The primary source of information on papercutting is the internet. There are a host of videos and tutorials and patterns to be had. Maybe someday I'll produce a list. But the internet is often too full and as Edina Monsoon once said, "I don't want more choice. I just want nicer things". So I practiced and drew (still not my strong point) and came up with reasonable solutions to getting designs onto paper so I can cut them out.
As you can see I didn't quite draw out all the lines. I realized that I'd forgotten one part of Grant Park until well into the cutting. Navy Pier played an important part in this process since it anchors the whole right side to the frame.
I decided that on this project I would actually use a stopwatch to see how long it took me to design, draw, and cut.
I'm particularly proud of these bits where I was trying out a few new ways of cutting to achieve better results. But I love how it all came out.
Most of my map cutting has been rectilinear; they are more or less street maps without the names. It's very classic and recognizable. The name of the city is provided by me, but not on the map. What I noticed was that in giving them to people, it's the landmarks on which they orient themselves first. We are not used to looking at everything from above, in an abstract linear sense and knowing where we are. Once oriented to the landscape, recognition arrives gradually. It slowly dawns, these waves of revelation, as the map starts to take on meaning.

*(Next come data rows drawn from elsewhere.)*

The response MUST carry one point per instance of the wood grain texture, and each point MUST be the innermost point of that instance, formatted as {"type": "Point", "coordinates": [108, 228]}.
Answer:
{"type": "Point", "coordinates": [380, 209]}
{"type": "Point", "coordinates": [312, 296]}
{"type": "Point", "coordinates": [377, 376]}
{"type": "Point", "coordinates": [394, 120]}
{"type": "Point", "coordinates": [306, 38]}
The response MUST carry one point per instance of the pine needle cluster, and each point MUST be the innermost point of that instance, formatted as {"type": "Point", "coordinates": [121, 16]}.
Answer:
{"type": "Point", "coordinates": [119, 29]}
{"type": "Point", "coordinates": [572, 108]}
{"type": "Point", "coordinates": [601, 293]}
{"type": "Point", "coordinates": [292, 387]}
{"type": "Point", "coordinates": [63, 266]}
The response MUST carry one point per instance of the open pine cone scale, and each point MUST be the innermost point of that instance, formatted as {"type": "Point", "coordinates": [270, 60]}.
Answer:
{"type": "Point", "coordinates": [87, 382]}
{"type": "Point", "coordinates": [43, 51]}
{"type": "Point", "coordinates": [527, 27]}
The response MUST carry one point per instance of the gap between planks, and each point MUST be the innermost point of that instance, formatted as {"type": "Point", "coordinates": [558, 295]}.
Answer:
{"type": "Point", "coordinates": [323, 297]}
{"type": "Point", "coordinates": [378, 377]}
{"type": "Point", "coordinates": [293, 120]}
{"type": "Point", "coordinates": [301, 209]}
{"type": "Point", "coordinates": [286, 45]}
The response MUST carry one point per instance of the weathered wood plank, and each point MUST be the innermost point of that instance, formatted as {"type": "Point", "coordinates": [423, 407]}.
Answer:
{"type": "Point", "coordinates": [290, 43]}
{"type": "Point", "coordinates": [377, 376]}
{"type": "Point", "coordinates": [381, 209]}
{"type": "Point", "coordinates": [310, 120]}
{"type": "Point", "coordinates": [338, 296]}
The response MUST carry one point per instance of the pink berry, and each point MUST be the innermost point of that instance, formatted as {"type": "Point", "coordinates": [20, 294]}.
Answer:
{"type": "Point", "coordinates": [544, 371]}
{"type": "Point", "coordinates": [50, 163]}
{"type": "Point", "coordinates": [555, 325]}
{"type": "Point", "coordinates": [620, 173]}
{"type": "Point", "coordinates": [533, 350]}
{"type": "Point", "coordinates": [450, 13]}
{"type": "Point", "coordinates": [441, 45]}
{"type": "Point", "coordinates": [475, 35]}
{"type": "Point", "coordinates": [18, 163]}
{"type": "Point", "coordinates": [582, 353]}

I decided that I wanted to make a series of maps that focused on these landmarks. I thought that in choosing a circle, like Fra Mauro, I owed something to the planisphere, though clearly my maps aren't adjustable or useful for star charting. As proof-of-concept I created my first map of Oxford. Rather than make the map circle centered on a square of paper as I initially thought I would, I moved it up in my design and added the name of the city to the bottom. This was the mock I drew before I cut:
I spent several hours walking the island and deeply enjoying the height of a glorious NY summer. In previous map cutting exercises with islands in rivers I usually just left the entire island white to signify a lack of roads at the scale of the rest of the map. However, that seemed disingenuous to the experience of the island. So I attempted to finely trace the edges of the island and then a few of the paths to give a sense of it as an accessible space.
One of the primary difficulties I have when I am drawing my lines for cutting is the shoreline. There are several different ways to approach this. It gets complicated when roads run right up to the edge as they often do in large cities. In this photo you can see that the large sections of white represent area that has no road but is not the river. This is sometimes convenient when there are parks or beaches, but in a place like Manhattan or London the roads run alongside and I have to determine how much space to give to maintain the character of what I'm cutting. In this case it turned out quite well. However, I'm likely to cut it differently again the next time because I dislike the thin line at the shore. In other pieces I've made the river boundary thin or made the river solid. This is what I mean when I talk about experimenting with representation and why I like to return to my designs and try something new.